Over the last two decades a new understanding of tourism has been developing in the World. This new kind of tourism, called geotourism, is the basis of understanding and recognising the globe. Geoparks are formed by the combination of visual, sometimes very valuable scientific heritage elements.
Asst. Prof. Yıldırım Güngör, a faculty member of Istanbul University Faculty of Engineering Department of Geological Engineering’s Mineralogy and Geochemistry Department, talked about the Nemrut Süphan Geopark Project, which is carried out by Istanbul University and the Governorship of Bitlis and which is a candidate to be the biggest geopark project in the world.
Stating that they started this project in 2013, Asst. Prof. Güngör explained how they carried out a 20-day preliminary research in Narman and how they revealed approximately 40 geological heritage elements in the region.
Asst. Prof. Güngör said, “The most important thing that can be done for the development of East (of Turkey) is tourism. In terms of sustainable development, factors such as nature tourism, geotourism and cultural tourism are all included in the concept of geopark. The Nemrut Süphan Geopark Project is also an important project for the development of East.”
“This is a project that makes us proud”
Emphasizing that it is something that makes Istanbul University proud to be able to initiate a project with the Governor of Bitlis in East, Asst. Prof. Güngör added, “If we mark the place with Istanbul University’s signature, it will be a source of pride for us when we remember, 15 or 20 years from now, that Istanbul University has done this.”
“The region has an incredible archaeological past”
Asst. Prof. Güngör, who stated that after starting this geopark project, he has explored various geoparks in the world to be able to improve himself in scientific sense, narrated his observations as follows, “Especially in terms of volcanic geoparks, the region, where Nemrut-Süphan Geopark stands, has a geologic heritage that is rare and has a very high aesthetic value. A geopark can include archaeological, ecological, ethnographic, historical and cultural sites of the region as well as the region’s geological features, but famous geoparks in many parts of the world do not have these features together. In Nemrut Süphan Geopark, there is incredible geopark formation, archaeological past, culture and biodiversity. We must make use of this diversity in the best possible way and take our place among the best geoparks in the world.”

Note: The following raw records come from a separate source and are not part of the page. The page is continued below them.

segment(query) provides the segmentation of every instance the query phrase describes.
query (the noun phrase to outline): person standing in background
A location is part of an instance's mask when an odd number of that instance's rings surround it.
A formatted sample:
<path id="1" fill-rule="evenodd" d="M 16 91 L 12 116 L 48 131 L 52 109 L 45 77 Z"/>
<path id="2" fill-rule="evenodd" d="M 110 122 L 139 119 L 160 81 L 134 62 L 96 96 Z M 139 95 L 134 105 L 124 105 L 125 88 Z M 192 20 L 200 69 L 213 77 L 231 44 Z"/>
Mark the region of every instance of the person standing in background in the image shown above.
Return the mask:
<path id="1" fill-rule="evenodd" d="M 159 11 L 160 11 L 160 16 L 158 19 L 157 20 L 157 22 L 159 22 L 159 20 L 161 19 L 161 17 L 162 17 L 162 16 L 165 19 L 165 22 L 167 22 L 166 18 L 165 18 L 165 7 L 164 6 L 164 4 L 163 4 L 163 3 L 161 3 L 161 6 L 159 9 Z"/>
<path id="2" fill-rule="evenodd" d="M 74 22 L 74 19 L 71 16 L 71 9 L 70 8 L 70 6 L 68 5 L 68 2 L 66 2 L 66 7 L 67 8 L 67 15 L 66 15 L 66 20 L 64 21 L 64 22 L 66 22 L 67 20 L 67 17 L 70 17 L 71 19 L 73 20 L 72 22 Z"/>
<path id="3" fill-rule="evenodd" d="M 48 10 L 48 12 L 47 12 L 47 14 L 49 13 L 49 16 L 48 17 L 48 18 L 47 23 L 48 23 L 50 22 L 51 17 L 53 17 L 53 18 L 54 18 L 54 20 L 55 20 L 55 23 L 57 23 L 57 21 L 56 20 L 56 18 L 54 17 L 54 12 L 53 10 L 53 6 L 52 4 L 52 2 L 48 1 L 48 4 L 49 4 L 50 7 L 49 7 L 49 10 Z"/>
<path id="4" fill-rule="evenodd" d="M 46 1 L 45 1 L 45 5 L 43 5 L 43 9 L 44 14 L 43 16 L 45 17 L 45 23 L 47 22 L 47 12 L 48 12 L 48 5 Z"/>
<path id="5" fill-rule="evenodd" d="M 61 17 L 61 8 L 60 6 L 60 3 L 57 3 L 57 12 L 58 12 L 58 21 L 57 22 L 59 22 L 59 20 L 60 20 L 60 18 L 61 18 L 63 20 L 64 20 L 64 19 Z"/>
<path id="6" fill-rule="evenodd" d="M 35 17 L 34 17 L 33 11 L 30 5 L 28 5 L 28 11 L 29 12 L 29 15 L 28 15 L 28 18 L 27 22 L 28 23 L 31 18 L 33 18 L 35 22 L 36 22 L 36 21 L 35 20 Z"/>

“A period of 50 million years”
When examining such geo-cultural formations, they also search for the factors where the relationship between geology and human beings are in the forefront, Asst. Prof. Güngör said and continued, “By using geology we can go back hundreds of thousands of years in history. Within Nemrut Süphan Geopark, we can see a period of 50 million years. We will try to help people to look at the planet they are living in from a different perspective, by providing content that includes the cultural, geological and natural monuments inherited from the people of the past, and more importantly, how these natural monuments are formed and the information that they convey.”
“We will try to reflect the original traditions of the region”
If you add the customs of history and tradition into geology and knead it under the name of geopark and add it to the international declaration, it will be a magnificent work, Asst. Prof. Güngör said and continued, “We will try to provide the visitors with all sorts of traditions of local people living in that region. The project has an important and active role for the economic development of the region”.
“A guiding stone: Ahlat Stone (Ignimbrite)”
Asst. Prof. Güngör said, “Throughout the history of the region, where the project is located, people used ahlat stone to be a guide for them. People used to put those stones on the roads and use them as markers. Even in the villages, we can still see that they drew arrows on the stone to point the right way. We will use this tradition in the geopark; instead of using ordinary guiding signs, we will embed our signs in those guiding stones. We will carry out the organizations using 100% natural and original local ideas. We will carry something of the past to our day and try to convey it to future generations.”
Stating that they carried out training sessions so that the geological and cultural heritage in the region will be transferred to future generations, Asst. Prof. Güngör, “We gave geopark training in the region using my own scientific studies. We did three geopark trainings. We carried out these trainings in universities, high schools and primary schools and in the craters of Mount Nemrut. It was an incredibly enjoyable and interactive work”.
“We aim to be a member of UNESCO”
Referring to the UNESCO criteria that needs to be considered when these works are carried out, Asst. Prof. Güngör said that UNESCO is now paying great attention whether all the conditions are met.
Asst. Prof. Güngör said, “There are 111 geoparks registered in the UNESCO-affiliated geoparks program. This area features many of the requirements together. The issues such as the construction of the geopark museum and administrative center, the preparation of the entrance and exit points and the sightseeing trails and the projecting of necessary technical measures will be carried out at this stage with the support of the local authorities.”
“We need to preserve the values of nature”
Finally, our goal with this project is to change the way people view nature, Asst. Prof. Güngör said, and added “Nature is a part of us. We need to protect it the way it protects us. We must not destroy the values of nature and the past; we must preserve them. For this reason, protection and organization in geoparks are two very important issues.”